"The Girl Who Wished" by Eric Charles May
Issue #1 / February 2014
Illustrated by Geoffrey Grisso
KINDLE EDITION ($0.99)
ERIC CHARLES MAY is an associate professor in the Creative Writing department at Columbia College Chicago. A Chicago native and former reporter for the Washington Post, his fiction has appeared in the magazines Fish Stories, F, and Criminal Class. In addition to his Post reporting, his nonfiction has appeared in Sport Literate, the Chicago Tribune, and the personal essay antholog Briefly Knocked Unconscious by a Low-Flying Duck. His first novel, Bedrock Faith, was published by Akashic Books in 2014.
"Once upon a time, way back in the 1950s, when there was no cyber or cable anything and the cars were all big and boxy, there was a little girl who lived with her mother and father, just the three of them, in a fine brick house on the Far South Side of Chicago. (Only Negro people, as they called themselves back then, lived in the neighborhood, nearly all of them also living in fine brick houses.) The Girl’s favorite part of the day was evening when her Daddy returned from work. No matter the season, she’d wait on the front steps, anxious for the sight of his tall, dark figure walking down the street. If he was whistling, The Girl knew he was happy and she’d run to him so he could grab her with his large hands and lift her up.
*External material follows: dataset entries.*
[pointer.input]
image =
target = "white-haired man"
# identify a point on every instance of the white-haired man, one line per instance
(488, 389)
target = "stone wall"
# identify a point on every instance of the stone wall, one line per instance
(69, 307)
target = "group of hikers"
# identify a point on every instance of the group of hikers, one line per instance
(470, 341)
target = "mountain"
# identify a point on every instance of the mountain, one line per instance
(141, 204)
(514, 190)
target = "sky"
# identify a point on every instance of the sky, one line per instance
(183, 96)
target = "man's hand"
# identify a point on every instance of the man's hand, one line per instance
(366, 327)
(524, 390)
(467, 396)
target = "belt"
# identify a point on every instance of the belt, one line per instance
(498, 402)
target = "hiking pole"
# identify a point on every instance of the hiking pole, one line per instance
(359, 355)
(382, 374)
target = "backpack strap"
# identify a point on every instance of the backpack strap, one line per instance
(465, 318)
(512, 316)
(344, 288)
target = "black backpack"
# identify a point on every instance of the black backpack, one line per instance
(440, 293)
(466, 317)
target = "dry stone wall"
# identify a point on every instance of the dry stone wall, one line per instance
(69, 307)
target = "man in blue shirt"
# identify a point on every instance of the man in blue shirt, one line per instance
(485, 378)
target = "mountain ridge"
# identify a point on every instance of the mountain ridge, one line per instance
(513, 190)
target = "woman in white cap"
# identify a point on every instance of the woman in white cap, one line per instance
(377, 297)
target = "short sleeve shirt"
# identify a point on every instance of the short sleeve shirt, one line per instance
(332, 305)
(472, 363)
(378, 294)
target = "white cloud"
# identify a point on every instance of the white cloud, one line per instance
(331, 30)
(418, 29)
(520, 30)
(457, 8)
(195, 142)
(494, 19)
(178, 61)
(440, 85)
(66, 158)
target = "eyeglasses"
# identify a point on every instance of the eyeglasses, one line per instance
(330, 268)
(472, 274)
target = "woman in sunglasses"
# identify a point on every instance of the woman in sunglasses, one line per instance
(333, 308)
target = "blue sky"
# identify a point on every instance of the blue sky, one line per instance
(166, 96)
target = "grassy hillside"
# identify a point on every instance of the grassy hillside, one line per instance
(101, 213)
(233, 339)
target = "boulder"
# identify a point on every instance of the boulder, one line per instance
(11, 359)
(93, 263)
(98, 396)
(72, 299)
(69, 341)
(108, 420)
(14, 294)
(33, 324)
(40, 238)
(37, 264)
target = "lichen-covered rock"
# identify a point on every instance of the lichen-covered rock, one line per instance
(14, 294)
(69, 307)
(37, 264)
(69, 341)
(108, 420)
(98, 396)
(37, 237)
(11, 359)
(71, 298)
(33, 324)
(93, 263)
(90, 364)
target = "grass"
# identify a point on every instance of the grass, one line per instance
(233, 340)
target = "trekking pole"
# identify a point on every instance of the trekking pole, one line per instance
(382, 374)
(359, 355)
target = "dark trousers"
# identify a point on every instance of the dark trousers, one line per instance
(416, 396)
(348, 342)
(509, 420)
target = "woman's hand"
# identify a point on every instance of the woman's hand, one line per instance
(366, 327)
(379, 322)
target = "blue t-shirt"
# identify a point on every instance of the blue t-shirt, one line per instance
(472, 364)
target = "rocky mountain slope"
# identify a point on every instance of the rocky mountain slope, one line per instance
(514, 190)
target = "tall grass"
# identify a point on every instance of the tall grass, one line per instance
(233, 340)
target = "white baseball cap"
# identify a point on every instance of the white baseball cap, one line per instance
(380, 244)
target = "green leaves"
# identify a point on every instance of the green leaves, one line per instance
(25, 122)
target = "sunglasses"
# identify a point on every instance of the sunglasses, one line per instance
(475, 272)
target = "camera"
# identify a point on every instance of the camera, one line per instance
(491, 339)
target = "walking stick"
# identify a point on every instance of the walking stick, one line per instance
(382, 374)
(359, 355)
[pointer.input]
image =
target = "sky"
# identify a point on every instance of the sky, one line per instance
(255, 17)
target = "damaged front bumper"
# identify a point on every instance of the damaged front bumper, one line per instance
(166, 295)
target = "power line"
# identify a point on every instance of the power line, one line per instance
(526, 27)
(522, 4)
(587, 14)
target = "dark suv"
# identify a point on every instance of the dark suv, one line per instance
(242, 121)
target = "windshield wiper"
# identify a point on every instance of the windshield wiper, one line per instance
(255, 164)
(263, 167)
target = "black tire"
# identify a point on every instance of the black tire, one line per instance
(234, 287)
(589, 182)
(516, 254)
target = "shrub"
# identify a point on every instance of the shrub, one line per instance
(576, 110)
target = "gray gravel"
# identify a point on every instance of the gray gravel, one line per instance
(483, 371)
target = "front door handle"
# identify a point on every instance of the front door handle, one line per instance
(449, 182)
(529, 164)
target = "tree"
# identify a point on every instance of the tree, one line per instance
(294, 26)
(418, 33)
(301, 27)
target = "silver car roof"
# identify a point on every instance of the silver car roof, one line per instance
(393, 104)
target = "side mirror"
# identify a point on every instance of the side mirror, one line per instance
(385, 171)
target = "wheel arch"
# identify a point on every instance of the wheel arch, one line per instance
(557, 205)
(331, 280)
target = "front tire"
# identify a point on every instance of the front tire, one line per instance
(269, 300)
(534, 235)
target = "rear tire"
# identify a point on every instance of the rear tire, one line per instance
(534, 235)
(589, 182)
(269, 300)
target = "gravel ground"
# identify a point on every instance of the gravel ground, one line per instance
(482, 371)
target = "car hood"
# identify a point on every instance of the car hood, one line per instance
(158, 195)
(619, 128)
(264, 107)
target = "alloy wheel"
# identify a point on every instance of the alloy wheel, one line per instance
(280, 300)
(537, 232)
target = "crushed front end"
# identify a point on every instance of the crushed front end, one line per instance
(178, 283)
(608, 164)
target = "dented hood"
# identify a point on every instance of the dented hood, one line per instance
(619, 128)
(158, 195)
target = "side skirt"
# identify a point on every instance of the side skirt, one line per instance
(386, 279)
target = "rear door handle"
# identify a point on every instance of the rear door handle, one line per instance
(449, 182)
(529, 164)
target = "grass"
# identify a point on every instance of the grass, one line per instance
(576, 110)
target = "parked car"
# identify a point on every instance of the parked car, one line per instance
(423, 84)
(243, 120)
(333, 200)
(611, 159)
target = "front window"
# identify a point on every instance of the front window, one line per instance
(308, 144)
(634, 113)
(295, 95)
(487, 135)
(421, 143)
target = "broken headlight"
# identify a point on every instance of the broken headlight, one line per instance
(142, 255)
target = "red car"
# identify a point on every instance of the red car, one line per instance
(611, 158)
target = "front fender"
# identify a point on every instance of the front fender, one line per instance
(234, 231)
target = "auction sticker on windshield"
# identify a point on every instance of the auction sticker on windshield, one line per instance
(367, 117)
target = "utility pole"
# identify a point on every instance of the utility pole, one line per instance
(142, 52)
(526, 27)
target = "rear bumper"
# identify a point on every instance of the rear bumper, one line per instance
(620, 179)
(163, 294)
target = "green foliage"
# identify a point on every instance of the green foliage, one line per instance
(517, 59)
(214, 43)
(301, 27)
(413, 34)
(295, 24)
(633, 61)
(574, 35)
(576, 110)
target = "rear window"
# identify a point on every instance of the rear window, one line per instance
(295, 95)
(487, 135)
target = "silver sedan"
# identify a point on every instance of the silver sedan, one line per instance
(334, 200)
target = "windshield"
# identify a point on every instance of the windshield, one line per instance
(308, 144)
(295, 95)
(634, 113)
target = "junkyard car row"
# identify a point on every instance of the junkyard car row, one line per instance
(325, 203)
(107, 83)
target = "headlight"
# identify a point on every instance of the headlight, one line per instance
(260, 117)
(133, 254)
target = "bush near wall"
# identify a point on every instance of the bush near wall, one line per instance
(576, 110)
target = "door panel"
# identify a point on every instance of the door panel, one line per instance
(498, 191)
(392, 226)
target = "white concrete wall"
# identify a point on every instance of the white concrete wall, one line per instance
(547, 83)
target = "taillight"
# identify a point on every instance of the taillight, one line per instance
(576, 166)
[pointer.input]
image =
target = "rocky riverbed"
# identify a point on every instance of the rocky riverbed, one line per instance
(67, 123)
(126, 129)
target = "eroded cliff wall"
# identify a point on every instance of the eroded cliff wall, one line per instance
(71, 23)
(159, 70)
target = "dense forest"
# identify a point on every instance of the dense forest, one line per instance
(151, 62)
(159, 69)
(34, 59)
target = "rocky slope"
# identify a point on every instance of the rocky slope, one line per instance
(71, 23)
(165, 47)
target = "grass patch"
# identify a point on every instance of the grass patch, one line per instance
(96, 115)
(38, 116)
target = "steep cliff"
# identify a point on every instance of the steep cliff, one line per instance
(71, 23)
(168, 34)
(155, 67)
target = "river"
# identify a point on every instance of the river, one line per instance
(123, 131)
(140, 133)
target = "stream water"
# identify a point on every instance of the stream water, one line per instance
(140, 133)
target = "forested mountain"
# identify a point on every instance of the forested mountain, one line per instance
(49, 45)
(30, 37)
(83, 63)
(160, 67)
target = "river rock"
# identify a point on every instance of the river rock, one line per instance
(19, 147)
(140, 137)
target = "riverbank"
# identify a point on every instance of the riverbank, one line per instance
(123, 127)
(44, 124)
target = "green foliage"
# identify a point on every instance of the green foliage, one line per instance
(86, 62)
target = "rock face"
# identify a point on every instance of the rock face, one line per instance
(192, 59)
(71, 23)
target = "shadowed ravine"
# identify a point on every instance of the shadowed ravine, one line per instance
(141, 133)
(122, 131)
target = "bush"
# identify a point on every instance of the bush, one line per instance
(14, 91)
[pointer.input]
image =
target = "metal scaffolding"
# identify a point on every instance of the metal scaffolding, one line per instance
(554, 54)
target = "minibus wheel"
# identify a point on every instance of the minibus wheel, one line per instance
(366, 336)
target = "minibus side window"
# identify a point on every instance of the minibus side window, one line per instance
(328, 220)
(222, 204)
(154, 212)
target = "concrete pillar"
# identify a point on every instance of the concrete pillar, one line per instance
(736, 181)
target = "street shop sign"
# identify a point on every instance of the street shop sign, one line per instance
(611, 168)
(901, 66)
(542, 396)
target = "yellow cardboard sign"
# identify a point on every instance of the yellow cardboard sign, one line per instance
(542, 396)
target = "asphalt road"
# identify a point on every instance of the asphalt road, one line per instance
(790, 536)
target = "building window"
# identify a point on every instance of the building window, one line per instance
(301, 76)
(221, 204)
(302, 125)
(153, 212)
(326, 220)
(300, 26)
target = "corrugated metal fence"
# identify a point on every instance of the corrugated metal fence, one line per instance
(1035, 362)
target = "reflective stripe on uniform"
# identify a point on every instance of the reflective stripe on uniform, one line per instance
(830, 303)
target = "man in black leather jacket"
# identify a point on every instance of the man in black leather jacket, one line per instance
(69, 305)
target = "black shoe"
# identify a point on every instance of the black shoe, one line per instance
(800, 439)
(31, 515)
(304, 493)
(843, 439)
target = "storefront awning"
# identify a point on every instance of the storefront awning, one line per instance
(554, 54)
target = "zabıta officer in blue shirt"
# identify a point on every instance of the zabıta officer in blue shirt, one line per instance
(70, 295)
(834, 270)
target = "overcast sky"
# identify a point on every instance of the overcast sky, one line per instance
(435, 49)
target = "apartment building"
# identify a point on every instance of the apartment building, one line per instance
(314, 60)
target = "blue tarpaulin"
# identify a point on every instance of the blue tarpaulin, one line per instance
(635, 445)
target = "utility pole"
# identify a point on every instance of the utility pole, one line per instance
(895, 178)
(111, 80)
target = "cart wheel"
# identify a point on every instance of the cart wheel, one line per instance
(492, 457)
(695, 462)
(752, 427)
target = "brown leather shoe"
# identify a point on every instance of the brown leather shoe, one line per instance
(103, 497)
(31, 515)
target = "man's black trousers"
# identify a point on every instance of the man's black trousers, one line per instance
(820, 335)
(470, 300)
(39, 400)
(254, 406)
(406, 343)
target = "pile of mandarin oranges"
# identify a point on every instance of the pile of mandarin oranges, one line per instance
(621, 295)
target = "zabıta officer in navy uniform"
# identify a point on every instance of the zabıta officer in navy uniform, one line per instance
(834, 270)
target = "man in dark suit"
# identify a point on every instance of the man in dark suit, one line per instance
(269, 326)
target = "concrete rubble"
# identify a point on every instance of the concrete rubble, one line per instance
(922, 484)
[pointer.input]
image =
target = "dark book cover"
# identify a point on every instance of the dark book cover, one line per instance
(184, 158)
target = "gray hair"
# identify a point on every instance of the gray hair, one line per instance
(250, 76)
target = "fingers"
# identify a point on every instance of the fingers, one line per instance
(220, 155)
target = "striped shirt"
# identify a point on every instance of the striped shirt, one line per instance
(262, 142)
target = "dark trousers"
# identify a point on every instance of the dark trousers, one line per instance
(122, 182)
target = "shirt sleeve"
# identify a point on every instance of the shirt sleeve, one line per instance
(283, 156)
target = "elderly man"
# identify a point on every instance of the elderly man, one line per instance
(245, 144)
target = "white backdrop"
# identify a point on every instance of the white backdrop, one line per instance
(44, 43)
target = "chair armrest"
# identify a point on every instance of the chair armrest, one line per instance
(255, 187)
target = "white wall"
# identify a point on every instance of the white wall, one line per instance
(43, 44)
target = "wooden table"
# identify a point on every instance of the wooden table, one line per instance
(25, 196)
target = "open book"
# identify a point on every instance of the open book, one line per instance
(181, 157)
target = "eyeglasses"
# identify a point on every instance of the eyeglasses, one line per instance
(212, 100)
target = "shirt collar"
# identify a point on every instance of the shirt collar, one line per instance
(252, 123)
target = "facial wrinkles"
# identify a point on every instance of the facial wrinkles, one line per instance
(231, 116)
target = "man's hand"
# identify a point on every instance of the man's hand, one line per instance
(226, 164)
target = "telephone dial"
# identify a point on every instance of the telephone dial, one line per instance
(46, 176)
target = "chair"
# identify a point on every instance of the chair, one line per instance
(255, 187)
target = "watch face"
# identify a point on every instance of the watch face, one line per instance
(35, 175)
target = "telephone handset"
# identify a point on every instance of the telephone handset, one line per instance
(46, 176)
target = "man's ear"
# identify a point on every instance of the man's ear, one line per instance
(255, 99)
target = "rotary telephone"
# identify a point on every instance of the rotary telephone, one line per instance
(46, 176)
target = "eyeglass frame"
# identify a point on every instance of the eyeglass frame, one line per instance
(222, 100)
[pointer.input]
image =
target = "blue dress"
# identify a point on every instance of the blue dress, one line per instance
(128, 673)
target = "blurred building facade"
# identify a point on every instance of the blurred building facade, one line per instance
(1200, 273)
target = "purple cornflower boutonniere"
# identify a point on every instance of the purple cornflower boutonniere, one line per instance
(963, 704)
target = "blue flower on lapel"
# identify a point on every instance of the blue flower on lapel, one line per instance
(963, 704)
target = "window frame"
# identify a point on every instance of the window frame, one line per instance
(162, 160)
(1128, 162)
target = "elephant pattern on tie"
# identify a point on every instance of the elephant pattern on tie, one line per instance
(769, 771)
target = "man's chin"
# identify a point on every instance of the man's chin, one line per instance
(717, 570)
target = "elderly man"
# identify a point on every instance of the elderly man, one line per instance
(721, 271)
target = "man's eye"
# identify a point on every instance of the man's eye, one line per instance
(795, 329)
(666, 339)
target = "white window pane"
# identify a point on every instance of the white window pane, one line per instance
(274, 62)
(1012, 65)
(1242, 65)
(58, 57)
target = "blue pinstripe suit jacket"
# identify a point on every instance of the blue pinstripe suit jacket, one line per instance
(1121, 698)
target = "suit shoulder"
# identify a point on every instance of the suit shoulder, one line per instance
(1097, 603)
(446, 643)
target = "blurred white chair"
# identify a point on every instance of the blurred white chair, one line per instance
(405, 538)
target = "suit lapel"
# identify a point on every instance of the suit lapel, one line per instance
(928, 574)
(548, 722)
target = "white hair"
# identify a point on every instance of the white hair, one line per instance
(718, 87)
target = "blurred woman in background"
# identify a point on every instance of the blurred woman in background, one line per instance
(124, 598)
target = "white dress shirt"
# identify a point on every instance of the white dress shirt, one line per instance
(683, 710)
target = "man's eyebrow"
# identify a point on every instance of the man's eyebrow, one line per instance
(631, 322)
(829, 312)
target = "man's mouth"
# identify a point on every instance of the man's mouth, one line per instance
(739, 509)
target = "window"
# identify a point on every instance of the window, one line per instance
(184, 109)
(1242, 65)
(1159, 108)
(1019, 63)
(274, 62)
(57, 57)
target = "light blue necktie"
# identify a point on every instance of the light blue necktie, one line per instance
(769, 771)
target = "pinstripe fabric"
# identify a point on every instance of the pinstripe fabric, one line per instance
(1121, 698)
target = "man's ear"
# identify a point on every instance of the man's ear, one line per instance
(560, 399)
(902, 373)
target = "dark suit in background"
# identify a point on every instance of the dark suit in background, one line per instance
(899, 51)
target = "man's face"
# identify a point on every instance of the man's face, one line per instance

“Hey there Caramel,” he’d say. (He called her “Caramel” because he said that’s what her color reminded him of, which made The Girl happy because it was her Mommy’s color too.)
Her Daddy’s face was scratchy and smelled like burning leaves. After a hug and kiss, he would carry her inside. However, if he wasn’t whistling as he approached, then The Girl knew he was sad. On such evenings she waited on the steps and he passed her without saying a word and she knew she must not make noise that evening because Daddy might get mad and yell at her.